Sirius jeta un coup d’œil méfiant à Mrs Weasley qui essayait de convaincre les jumeaux de mettre des moufles tricotées main.

– Je doute fort que Molly m’approuve mais je veux que tu t’en serves si tu as besoin de moi, d’accord ?

– O.K., répondit Harry en glissant le paquet dans la poche intérieure de son blouson.

Il n’avait aucune idée de ce que c’était mais il savait que, de toute façon, il ne s’en servirait pas. Ce ne serait pas lui, Harry, qui inciterait Sirius à quitter la sécurité de son refuge, quelle que soit la façon dont Rogue le traiterait pendant ses leçons d’occlumancie.

– Bon, allons-y, dit Sirius.

Avec un sombre sourire, il donna une tape sur l’épaule de Harry et, avant que celui-ci ait pu dire quelque chose, ils montèrent les marches qui menaient dans le hall et s’arrêtèrent, entourés par les Weasley, devant la porte d’entrée, chargée de chaînes et de verrous.

– Au revoir, Harry, prends bien soin de toi, dit Mrs Weasley en le serrant contre elle.

– À bientôt, Harry, et continue à surveiller les serpents pour moi ! dit Mr Weasley d’un ton cordial en lui serrant la main.

– Oui, d’accord, répondit Harry, l’air hagard.

C’était sa dernière chance de recommander à Sirius d’être prudent.

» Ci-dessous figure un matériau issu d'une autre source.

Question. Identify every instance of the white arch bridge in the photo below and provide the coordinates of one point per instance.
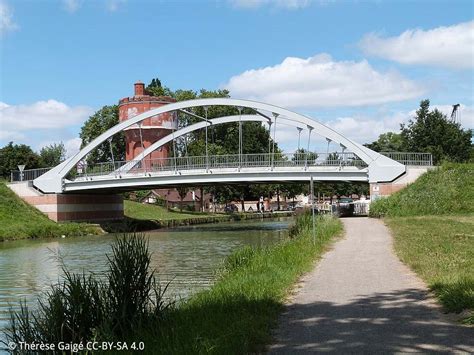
(353, 163)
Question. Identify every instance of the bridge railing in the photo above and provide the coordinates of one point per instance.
(406, 158)
(278, 160)
(27, 174)
(243, 161)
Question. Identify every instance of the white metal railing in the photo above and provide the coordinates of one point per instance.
(264, 160)
(406, 158)
(27, 175)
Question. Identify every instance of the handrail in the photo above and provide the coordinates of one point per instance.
(183, 163)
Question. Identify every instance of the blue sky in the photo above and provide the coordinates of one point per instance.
(349, 64)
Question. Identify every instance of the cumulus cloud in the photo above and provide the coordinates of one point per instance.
(367, 129)
(286, 4)
(72, 146)
(320, 81)
(50, 114)
(113, 5)
(7, 24)
(451, 46)
(72, 5)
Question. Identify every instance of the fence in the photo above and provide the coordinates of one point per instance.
(265, 160)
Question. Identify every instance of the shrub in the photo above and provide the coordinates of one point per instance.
(82, 308)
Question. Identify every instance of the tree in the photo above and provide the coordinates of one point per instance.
(432, 132)
(19, 154)
(156, 89)
(387, 142)
(53, 154)
(98, 123)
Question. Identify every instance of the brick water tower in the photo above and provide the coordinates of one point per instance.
(152, 128)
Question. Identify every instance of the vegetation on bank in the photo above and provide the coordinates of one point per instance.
(433, 222)
(139, 210)
(448, 189)
(84, 308)
(18, 220)
(441, 251)
(236, 315)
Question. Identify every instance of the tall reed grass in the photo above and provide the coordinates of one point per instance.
(83, 308)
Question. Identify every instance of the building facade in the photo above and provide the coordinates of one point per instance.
(138, 138)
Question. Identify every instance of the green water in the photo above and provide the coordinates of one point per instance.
(187, 256)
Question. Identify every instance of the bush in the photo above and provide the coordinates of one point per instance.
(83, 308)
(447, 190)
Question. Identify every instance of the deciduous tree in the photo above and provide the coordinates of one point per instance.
(432, 132)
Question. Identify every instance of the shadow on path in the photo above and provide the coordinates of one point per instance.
(397, 321)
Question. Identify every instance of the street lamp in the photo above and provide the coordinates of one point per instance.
(21, 168)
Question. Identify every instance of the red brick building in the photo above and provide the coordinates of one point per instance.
(152, 128)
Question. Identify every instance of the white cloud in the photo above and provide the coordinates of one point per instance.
(113, 5)
(72, 146)
(367, 129)
(7, 24)
(50, 114)
(320, 81)
(287, 4)
(451, 46)
(72, 5)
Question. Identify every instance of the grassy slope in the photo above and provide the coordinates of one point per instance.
(237, 314)
(433, 223)
(446, 190)
(145, 211)
(19, 220)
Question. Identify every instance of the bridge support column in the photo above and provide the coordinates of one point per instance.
(72, 207)
(384, 189)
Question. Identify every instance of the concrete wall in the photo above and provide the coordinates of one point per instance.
(71, 207)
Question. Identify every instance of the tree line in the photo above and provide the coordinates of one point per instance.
(429, 131)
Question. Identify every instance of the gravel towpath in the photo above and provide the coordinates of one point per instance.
(361, 299)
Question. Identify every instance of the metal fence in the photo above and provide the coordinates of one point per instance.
(418, 159)
(27, 175)
(265, 160)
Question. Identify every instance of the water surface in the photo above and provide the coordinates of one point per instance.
(186, 256)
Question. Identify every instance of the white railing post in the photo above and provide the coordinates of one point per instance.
(274, 137)
(207, 123)
(240, 137)
(307, 149)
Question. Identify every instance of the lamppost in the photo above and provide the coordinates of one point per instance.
(21, 168)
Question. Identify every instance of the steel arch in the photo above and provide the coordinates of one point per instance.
(381, 168)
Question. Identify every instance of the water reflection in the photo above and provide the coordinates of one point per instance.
(188, 257)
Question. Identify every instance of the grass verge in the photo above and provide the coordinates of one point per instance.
(238, 313)
(18, 220)
(448, 189)
(441, 251)
(432, 221)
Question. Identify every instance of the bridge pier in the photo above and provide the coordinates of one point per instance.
(71, 207)
(385, 189)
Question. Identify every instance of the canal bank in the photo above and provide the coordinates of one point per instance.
(244, 300)
(18, 220)
(238, 313)
(187, 257)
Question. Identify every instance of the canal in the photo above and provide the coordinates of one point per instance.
(187, 257)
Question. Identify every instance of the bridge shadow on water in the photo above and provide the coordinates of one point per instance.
(395, 322)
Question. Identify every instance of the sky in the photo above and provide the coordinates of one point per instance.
(360, 67)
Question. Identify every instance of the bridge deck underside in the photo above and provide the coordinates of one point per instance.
(147, 180)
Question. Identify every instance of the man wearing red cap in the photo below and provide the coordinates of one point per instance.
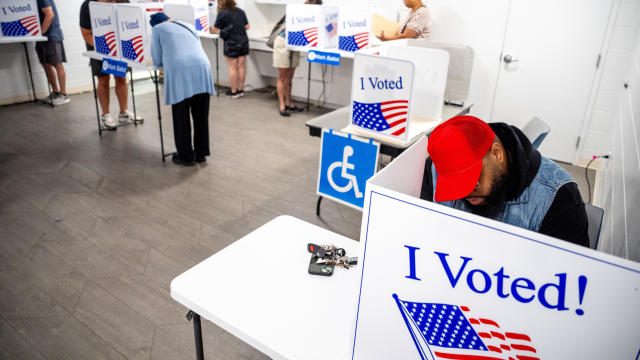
(492, 170)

Il se retourna, regarda son parrain dans les yeux et ouvrit la bouche pour parler mais, avant d’avoir pu prononcer le moindre mot, Sirius le serra brièvement contre lui et lança d’un ton bourru :

– Veille bien sur toi.

Un instant plus tard, Harry se trouva emporté dans l’atmosphère glacée de l’hiver, Tonks (déguisée ce jour-là en une grande femme aux cheveux gris fer, toute vêtue de tweed) le poussant vers les marches du perron.

La porte du numéro 12 claqua derrière eux et ils suivirent Lupin au bas des marches. Quand il eut posé le pied sur le trottoir, Harry regarda par-dessus son épaule. La maison du numéro 12 rétrécissait rapidement tandis que celles qui l’encadraient s’élargissaient en l’écrasant de plus en plus. En un clin d’œil, elle avait disparu.